Models
All 14 Zen models -- capabilities, pricing, and recommended use cases
Available Models
List Models
GET https://api.hanzo.ai/v1/modelsReturns all available Zen models.
Zen4 Generation (9 models)
The latest generation. Flagship, reasoning, and code models.
| Model | Context | Architecture | Input $/1M | Output $/1M |
|---|---|---|---|---|
| zen4 | 202K | ~400B Dense | $3.00 | $9.60 |
| zen4-ultra | 202K | ~400B Dense + CoT | $3.00 | $9.60 |
| zen4-pro | 131K | 80B (3B active) MoE | $2.70 | $2.70 |
| zen4-max | 256K | 1.04T (32B active) MoE | $3.60 | $3.60 |
| zen4-mini | 40K | 8B Dense | $0.60 | $0.60 |
| zen4-thinking | 131K | 80B (3B active) MoE + CoT | $2.70 | $2.70 |
| zen4-coder | 262K | 480B (35B active) MoE | $3.60 | $3.60 |
| zen4-coder-pro | 262K | 480B Dense BF16 | $4.50 | $4.50 |
| zen4-coder-flash | 262K | Dense | $1.50 | $1.50 |
Zen3 Generation (5 models)
Multimodal, vision, safety, and embedding models.

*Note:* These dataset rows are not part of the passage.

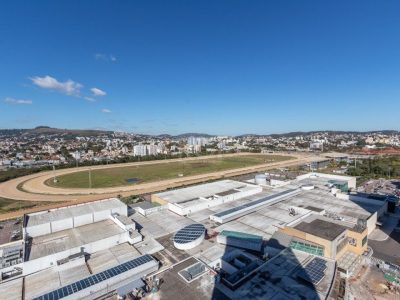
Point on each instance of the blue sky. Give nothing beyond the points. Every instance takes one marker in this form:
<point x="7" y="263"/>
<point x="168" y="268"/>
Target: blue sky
<point x="220" y="67"/>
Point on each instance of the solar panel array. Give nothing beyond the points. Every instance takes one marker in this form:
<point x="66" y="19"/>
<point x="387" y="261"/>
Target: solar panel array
<point x="189" y="233"/>
<point x="314" y="271"/>
<point x="95" y="279"/>
<point x="253" y="203"/>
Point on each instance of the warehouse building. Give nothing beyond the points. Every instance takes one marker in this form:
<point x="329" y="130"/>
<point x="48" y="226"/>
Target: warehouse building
<point x="196" y="198"/>
<point x="81" y="252"/>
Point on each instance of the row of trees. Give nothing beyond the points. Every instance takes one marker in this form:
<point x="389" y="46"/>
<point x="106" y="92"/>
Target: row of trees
<point x="386" y="167"/>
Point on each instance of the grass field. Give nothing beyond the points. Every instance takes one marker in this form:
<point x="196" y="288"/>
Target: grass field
<point x="121" y="176"/>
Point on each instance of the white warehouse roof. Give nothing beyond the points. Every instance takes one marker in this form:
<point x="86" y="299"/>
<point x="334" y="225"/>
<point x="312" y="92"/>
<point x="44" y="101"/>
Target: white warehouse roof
<point x="201" y="191"/>
<point x="62" y="213"/>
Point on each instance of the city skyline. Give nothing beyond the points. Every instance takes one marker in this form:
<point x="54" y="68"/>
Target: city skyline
<point x="219" y="68"/>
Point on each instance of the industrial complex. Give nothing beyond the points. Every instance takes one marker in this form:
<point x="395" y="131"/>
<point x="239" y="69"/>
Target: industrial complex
<point x="253" y="238"/>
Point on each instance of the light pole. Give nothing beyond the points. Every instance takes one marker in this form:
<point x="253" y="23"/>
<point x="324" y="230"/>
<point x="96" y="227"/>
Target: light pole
<point x="90" y="178"/>
<point x="54" y="174"/>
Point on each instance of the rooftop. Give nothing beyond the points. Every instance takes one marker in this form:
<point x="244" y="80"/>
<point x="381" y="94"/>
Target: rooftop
<point x="200" y="191"/>
<point x="72" y="211"/>
<point x="72" y="238"/>
<point x="240" y="235"/>
<point x="321" y="228"/>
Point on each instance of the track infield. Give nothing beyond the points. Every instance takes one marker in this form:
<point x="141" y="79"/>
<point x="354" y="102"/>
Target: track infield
<point x="131" y="175"/>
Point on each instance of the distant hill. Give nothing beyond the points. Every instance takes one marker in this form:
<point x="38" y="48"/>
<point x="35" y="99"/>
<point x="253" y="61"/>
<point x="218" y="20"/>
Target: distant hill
<point x="305" y="133"/>
<point x="70" y="133"/>
<point x="50" y="131"/>
<point x="185" y="135"/>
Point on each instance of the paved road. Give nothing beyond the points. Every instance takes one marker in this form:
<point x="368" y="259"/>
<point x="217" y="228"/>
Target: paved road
<point x="33" y="188"/>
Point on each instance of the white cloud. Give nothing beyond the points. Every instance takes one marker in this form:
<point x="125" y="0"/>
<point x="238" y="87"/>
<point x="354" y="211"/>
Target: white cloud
<point x="68" y="87"/>
<point x="97" y="92"/>
<point x="105" y="57"/>
<point x="18" y="101"/>
<point x="89" y="99"/>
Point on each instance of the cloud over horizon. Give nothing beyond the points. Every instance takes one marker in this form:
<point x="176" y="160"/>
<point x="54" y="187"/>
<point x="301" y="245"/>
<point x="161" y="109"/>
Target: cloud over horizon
<point x="69" y="87"/>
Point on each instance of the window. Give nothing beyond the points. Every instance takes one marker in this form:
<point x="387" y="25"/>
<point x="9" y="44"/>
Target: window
<point x="364" y="241"/>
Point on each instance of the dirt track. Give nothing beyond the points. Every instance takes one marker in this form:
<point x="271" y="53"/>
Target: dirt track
<point x="33" y="187"/>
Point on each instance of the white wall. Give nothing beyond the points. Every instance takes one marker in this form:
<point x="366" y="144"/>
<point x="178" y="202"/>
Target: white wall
<point x="62" y="225"/>
<point x="83" y="220"/>
<point x="45" y="262"/>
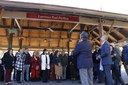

| Model | Context | Architecture | Input $/1M | Output $/1M |
|---|---|---|---|---|
| zen3-omni | 202K | ~200B Dense Multimodal | $1.80 | $6.60 |
| zen3-vl | 131K | 30B (3B active) MoE VL | $0.45 | $1.80 |
| zen3-nano | 40K | 4B Dense | $0.30 | $0.30 |
| zen3-guard | 40K | 4B Dense | $0.30 | $0.30 |
| zen3-embedding | 8K | Embedding (3072 dim) | $0.39 | -- |
Model Selection Guide
By Task
| Task | Recommended Model |
|---|---|
| General chat | zen4 |
| Maximum reasoning | zen4-ultra |
| Deep reasoning (CoT) | zen4-thinking |
| Code generation | zen4-coder |
| Fast code iteration | zen4-coder-flash |
| Premium code accuracy | zen4-coder-pro |
| Image understanding | zen3-vl |
| Multimodal (text+vision+audio) | zen3-omni |
| Content moderation | zen3-guard |
| Text embeddings | zen3-embedding |
| Edge / mobile | zen3-nano |
| Budget-friendly | zen4-mini |
| Extended context docs | zen4-max |
| High capability | zen4-pro |
By Budget
| Budget | Recommended |
|---|---|
| Free tier ($5) | zen4-mini, zen3-nano |
| Low cost | zen4-mini, zen3-vl, zen4-coder-flash |
| Standard | zen4-pro, zen4-coder, zen4-thinking |
| Premium | zen4, zen4-ultra, zen4-coder-pro |
Open Weights
All Zen models are also available as open weights for self-hosting:
- HuggingFace: huggingface.co/zenlm
- Ollama:
ollama run zen4 - Formats: SafeTensors, GGUF, MLX
Cloud API via Hanzo gives you managed infrastructure, usage tracking, and pay-per-token billing without running your own GPUs.